Fonterra managing director of global trade Kelvin Wickham says the giant dairy co-operative is "happy to be realising gains in the market", but a pickup in supply when European and American farmers come on board will test the demand level in emerging markets and probably lead to a fall in dairy prices.
"Prices have moved above long-term sustainable levels. It's about that point where these prices are interesting for farmers to produce milk," Wickham says.
The price of Fonterra's milksolids jumped to a 13-month high on Fonterra's dairy auction website globalDairyTrade, and have surged some 88 per cent from their low in July. Dairy prices have climbed for seven straight months and are 44 per cent stronger than their low in February, according to ANZ's Commodity Price Index.
Fonterra boosted its forecast payout to farmers by 95 cents to $6.05 per kilogram of milksolids as a result of the resurgent global demand.
Still, "greater volatility and shorter cycles" in the dairy market made it harder for Fonterra to make its long-range forecasts, Wickham said.
The kiwi has jumped almost 50 per cent from its sub-US50c low in March, and the "weak US dollar has hindered" the recovery in dairy prices: "The first 25 per cent of gains go on wiping out the US dollar weakness."

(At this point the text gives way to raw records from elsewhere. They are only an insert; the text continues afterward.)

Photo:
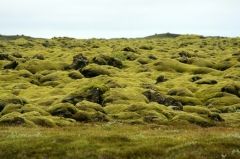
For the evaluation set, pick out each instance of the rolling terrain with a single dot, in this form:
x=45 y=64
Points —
x=170 y=93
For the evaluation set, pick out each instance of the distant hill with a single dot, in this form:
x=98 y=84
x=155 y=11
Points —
x=164 y=35
x=14 y=37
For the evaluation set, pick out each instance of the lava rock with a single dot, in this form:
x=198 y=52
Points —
x=11 y=65
x=108 y=60
x=154 y=96
x=79 y=61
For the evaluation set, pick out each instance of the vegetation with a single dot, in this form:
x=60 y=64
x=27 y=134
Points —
x=121 y=87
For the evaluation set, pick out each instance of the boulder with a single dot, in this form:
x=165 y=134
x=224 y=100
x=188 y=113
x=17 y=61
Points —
x=11 y=65
x=154 y=96
x=79 y=61
x=107 y=60
x=232 y=89
x=92 y=94
x=39 y=57
x=160 y=79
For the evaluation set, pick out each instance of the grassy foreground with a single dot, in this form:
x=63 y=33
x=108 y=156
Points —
x=107 y=141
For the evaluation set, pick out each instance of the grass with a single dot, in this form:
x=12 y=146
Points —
x=86 y=98
x=115 y=141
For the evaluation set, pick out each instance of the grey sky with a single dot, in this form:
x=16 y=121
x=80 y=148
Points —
x=119 y=18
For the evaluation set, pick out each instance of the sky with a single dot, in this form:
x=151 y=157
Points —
x=119 y=18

What's needed is some way to mitigate the risk to farmers, and Wickham said he was encouraged by the New Zealand stock exchange's upcoming futures market for whole milk powder, as well as a proposed skim milk futures contract on the Chicago Mercantile Exchange.
The globalDairyTrade website played a big role in this, Wickham said, and it had already become a global reference price on whole milk powder for some suppliers "who stop selling a week before an event".
"We want to reduce that volatility and we may need to make more transactions [on the website]. One issue with globalDairyTrade is that there's only one auction a month."
Fonterra is in discussions with NZX about using its auction site as a reference price for the dairy futures market, and hopes to have a final decision before Christmas.